Wednesday, August 29, 2007

Objectivity

In my Literary Analysis class my professor asked in his cute British accent, “What are some of the stereotypes about English majors?” No one raised their hands. He then asked, “Who is not an English major in here?” and three people raised their hands. He asked them the stereotypes, and their answers were things like, “pompous, nerdy, bookworms, slackers.” This made me laugh, because when he first asked the question my initial thought was, “English majors don’t have stereotypes. That’s just the engineering and Bio students.”

In my Religion and Psychology class, my professor was giving theories for the existence of religion and its origin. He gave many educated theories and then gave a fourth one, “religion exists because it’s true.” My first reaction was anger. I felt like adding that to our notes discredited everything we just learned. Sure, there were holes in each theory, but this didn’t explain anything. He then explained, “This theory is not treated as a valid theory, but a majority of people believe this. 97.5% of the world believes in some sort of divinity. Does that make 97.5% of the population crazy and the other small percentage sane?” He wants the course to be all about objectivity, which I suppose means hearing things that I don’t want to about close-minded ideas of religion. He also said a lot of religious people think he is the antichrist so he gets hell from both sides. I like that about him.

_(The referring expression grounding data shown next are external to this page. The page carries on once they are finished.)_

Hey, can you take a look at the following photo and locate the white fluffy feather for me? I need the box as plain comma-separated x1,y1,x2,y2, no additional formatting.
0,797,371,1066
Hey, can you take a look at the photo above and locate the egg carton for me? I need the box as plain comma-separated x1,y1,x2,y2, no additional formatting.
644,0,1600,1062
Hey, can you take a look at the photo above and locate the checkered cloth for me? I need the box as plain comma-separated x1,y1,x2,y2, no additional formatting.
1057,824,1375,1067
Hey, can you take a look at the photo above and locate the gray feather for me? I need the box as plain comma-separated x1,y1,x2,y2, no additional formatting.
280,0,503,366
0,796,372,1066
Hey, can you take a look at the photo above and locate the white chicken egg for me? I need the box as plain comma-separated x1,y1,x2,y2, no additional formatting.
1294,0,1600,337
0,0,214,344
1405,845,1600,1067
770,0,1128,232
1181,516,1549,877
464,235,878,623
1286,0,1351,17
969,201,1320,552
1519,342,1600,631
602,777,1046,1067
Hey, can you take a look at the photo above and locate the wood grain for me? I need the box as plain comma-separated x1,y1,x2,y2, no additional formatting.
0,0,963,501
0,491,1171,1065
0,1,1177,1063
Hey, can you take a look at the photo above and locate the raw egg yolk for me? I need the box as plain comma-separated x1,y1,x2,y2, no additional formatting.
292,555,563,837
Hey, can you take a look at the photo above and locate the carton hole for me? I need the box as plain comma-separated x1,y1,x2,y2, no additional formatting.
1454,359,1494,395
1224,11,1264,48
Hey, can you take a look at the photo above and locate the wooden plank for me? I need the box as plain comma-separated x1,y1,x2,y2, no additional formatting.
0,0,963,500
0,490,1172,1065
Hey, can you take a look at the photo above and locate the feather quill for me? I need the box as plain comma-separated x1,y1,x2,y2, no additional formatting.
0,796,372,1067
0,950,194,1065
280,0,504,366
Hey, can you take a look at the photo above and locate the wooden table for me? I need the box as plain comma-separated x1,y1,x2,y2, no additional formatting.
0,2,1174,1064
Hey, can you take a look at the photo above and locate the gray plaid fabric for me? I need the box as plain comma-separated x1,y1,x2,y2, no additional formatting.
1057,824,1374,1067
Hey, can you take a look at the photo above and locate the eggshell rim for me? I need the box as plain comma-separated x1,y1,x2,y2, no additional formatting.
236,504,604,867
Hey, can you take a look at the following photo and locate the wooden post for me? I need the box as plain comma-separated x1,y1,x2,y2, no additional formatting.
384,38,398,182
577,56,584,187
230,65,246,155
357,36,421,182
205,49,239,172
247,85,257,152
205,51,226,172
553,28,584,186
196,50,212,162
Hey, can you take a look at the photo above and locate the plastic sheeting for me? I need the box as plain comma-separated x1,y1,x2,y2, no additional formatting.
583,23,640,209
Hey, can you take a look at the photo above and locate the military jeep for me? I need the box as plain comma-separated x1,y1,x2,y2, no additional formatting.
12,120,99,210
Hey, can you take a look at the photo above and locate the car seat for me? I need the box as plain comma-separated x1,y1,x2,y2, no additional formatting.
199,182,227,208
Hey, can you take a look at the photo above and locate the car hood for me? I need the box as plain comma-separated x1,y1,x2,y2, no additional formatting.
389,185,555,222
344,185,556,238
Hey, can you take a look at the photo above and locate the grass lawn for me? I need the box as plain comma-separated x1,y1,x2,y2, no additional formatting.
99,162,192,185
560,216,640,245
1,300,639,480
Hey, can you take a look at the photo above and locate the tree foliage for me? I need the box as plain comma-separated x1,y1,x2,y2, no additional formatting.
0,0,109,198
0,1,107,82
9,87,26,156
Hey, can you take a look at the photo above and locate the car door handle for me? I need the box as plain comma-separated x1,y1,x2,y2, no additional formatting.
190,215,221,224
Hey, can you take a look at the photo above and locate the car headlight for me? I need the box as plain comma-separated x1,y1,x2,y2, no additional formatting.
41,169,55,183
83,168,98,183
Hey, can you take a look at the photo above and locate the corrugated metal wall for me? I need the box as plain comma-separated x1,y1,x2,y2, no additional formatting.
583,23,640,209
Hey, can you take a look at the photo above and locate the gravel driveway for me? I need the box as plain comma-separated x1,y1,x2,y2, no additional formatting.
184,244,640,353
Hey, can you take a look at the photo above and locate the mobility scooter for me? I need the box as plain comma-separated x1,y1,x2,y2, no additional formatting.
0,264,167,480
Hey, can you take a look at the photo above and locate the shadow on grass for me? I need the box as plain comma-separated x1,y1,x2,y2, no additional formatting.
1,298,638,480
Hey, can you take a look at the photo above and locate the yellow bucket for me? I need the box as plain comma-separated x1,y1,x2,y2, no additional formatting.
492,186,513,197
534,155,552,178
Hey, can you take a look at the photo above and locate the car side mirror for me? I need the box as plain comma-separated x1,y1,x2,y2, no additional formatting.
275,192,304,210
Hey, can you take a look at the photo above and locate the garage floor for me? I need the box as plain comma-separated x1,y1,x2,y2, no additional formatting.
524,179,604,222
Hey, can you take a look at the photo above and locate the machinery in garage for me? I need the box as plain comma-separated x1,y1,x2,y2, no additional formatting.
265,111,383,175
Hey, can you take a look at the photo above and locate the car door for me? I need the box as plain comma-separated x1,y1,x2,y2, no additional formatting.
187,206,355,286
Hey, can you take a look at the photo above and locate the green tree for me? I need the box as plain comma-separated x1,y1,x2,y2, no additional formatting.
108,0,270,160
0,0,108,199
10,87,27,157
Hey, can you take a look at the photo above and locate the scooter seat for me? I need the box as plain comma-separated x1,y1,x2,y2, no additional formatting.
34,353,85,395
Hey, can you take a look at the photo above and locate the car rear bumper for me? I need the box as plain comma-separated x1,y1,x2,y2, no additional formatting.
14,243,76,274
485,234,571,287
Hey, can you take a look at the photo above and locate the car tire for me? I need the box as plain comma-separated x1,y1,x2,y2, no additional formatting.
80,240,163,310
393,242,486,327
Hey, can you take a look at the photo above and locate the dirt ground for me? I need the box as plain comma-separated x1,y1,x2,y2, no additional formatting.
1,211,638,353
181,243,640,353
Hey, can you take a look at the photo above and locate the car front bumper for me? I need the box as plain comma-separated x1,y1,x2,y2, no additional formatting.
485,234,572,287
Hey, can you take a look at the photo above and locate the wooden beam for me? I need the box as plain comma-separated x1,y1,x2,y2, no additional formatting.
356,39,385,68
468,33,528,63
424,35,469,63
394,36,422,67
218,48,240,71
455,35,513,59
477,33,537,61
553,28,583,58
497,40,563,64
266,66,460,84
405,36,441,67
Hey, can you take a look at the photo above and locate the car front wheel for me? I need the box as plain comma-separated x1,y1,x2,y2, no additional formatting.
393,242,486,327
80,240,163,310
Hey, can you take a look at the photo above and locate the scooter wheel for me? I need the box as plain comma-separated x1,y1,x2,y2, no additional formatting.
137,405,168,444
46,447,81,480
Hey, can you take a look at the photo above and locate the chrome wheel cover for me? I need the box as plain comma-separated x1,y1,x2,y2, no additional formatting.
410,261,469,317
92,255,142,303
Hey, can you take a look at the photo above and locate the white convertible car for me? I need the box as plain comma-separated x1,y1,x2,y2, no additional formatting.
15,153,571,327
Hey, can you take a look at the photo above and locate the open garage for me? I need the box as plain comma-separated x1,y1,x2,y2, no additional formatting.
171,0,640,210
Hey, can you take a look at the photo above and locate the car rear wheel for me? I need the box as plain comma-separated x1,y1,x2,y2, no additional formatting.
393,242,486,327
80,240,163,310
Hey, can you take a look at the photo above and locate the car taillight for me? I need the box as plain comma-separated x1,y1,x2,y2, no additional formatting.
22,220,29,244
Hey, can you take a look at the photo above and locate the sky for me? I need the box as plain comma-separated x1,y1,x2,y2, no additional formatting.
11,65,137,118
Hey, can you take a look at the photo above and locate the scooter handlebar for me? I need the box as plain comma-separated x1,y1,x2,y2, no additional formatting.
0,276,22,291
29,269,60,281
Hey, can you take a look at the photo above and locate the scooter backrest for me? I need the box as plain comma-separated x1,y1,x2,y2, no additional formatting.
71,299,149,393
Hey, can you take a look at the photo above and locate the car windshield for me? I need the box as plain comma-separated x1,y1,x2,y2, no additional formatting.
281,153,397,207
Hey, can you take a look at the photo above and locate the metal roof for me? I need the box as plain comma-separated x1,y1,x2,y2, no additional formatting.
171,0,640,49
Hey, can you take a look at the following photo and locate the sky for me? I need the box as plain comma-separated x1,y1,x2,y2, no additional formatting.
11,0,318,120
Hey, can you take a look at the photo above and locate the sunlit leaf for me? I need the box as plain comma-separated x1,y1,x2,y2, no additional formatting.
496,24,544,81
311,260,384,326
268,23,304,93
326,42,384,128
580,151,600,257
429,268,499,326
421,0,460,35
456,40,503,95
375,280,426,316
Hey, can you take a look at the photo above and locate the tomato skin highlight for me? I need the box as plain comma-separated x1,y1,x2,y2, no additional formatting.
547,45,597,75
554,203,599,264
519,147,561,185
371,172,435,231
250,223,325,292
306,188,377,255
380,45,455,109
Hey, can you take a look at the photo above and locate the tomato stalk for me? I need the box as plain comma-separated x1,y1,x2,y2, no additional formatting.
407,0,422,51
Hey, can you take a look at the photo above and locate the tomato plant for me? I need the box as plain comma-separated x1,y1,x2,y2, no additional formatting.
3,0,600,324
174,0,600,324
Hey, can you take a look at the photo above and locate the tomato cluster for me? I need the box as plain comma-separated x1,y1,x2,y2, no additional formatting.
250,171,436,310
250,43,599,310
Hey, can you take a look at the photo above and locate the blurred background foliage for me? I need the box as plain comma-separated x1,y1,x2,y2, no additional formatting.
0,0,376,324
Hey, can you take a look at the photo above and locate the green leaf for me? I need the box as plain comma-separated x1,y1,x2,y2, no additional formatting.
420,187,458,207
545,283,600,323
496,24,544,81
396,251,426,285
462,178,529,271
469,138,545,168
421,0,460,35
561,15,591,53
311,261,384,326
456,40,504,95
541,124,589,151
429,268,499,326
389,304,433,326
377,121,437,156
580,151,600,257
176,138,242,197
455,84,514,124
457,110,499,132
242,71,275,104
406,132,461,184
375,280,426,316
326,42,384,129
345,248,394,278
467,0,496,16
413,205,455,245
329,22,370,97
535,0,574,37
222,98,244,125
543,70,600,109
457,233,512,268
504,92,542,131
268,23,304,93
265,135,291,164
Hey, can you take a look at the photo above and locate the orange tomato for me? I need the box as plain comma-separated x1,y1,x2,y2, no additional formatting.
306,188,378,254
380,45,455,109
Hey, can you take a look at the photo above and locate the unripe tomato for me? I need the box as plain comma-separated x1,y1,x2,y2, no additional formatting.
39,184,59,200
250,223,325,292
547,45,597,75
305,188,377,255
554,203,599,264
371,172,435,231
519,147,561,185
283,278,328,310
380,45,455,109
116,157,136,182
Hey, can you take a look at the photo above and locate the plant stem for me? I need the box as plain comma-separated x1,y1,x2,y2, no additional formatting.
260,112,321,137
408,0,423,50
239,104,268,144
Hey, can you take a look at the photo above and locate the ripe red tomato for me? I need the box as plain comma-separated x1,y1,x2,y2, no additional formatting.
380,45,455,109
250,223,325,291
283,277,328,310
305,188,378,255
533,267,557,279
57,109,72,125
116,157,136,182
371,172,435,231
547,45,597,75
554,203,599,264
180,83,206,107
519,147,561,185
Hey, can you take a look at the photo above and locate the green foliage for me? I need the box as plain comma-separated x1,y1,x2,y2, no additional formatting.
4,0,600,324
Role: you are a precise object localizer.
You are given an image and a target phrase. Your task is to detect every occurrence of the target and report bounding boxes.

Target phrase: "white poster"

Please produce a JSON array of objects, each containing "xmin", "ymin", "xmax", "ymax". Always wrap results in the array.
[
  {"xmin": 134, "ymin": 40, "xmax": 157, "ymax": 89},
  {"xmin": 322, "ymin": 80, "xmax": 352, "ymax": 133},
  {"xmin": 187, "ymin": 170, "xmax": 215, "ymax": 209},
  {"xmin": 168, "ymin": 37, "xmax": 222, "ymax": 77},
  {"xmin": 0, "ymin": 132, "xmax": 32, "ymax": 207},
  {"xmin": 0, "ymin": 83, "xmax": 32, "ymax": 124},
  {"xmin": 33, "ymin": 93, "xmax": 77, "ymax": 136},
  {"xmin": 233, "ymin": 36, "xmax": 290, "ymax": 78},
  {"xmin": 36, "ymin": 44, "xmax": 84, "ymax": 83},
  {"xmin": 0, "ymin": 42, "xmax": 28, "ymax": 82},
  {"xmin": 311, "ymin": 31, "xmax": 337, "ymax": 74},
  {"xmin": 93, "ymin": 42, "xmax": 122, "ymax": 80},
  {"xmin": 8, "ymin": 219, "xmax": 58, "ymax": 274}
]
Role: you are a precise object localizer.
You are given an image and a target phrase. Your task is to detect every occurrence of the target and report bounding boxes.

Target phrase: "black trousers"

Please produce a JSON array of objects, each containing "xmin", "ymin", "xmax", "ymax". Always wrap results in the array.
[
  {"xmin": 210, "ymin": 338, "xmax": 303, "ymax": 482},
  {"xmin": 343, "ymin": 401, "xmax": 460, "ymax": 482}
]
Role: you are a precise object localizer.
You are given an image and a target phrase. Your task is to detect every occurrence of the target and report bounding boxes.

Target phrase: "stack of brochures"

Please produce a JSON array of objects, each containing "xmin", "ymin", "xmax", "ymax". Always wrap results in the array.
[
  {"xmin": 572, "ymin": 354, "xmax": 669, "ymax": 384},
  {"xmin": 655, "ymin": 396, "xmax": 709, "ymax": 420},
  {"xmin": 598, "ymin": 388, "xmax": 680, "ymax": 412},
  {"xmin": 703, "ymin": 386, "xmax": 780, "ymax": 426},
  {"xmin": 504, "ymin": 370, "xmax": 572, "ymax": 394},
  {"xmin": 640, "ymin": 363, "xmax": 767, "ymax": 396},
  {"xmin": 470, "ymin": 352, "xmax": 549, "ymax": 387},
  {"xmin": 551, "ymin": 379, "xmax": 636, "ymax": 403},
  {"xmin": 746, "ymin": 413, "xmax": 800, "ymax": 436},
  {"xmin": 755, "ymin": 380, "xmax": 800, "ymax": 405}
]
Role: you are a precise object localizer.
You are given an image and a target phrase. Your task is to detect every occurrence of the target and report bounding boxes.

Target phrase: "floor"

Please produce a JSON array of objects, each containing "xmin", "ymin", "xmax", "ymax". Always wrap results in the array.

These two scenarios got me thinking about how no one is ever objective. I think people are close-minded who do not listen to my ideas, but what about when I don’t listen to theirs? It takes a great deal of patience and comfort with ones beliefs to truly listen without anger to other people’s beliefs. I have had a lot of anger at belief systems in the past year. The more I learn about religion in general the more I realize I don’t believe in one religion. They are just different forms of expressing the same spirituality that exists in everyone. I also am beginning to realize I can’t discredit people’s spiritual experiences as much as I want to. I almost want to delete this paragraph, because it is so hard to do this stuff that I don’t even want to acknowledge that I have to do it let alone that I am not good at it. When I had to listen to the crazy, shouting, Christian outside the academic buildings today, and he was calling everyone fools and using the Bible to support him, I so desperately wanted to flip him off or roll my eyes. Then I realized that he feeds off of that kind of thing. The best thing to do is let those people say what they want to, because they will do it anyway. Let them pray for you or condemn you (whatever it is they do) because it makes them feel better and in reality it doesn’t do shit to me. I just let my pride get hurt by that kind of thing, but if I were stronger in my beliefs I wouldn’t be phased by it. I think I am slowly acquiring that strength. I attribute that to the healing and maturing that took place this summer as a result of having such a variety of loving people in my life.

We also talked about a theory that gods are just idealized versions of an actual human being, especially in Greek mythology. Then he said, but it happens in every religion. The Buddha was just a man, Siddhārtha Gautama, but many Buddhist believe he was more than an ordinary man, even somewhat divine. Then as all of the self-righteous Christians thought they were free from ridicule, he brought up the Virgin Mary. He was like, “Mary was just a woman, but the church decided one day that they had a problem and Jesus’ birth needed to be “sinless” so they decided he was immaculately concepted. Many people are very offended by the thought of that, but does that discredit any of the peaceful things Jesus did because his Mom had sex to conceive him?

I was especially interested in this idealizing people, because Adam (The Atheist) and I were recently discussing his post that claimed Mother Theresa was using the poor for her own personal gain. I talked about how Mother Theresa was human. Humans do bad things sometimes. It sucks. I wish I didn’t. I wish the people I love didn’t, but everyone does. Regardless of her motives she did great things. I think she is just as worthy as any of the other Saints. Saints were all human at one point, but their lives have been idealized to make them seem unreachable for anyone. Mother Theresa’s flaws will soon be forgotten and she will be another Saint that we will never be able to be like. I blame a lot of my self-hate on the Saints. I loved learning about the Saints and it was my dream to be like them, but it is impossible because as Saints they are not human. The more I realize that I don’t really know the saints, the more I understand that I could be like them if I really knew them, but now there is nothing real to be like. Trying to be a Saint is like trying to be Jesus or some idea of God. The Saints all did good things and stood up against the church or people that had power, and that is commendable. It takes guts and not everyone can do it, but it is possible for anyone unlike the church teaches. I think exposing Mother Theresa’s flaws is a great reminder for the world to reevaluate the image of a Saint. We should all admire their courage, but not deny their faults. Let’s celebrate their life not some made-up fantasy.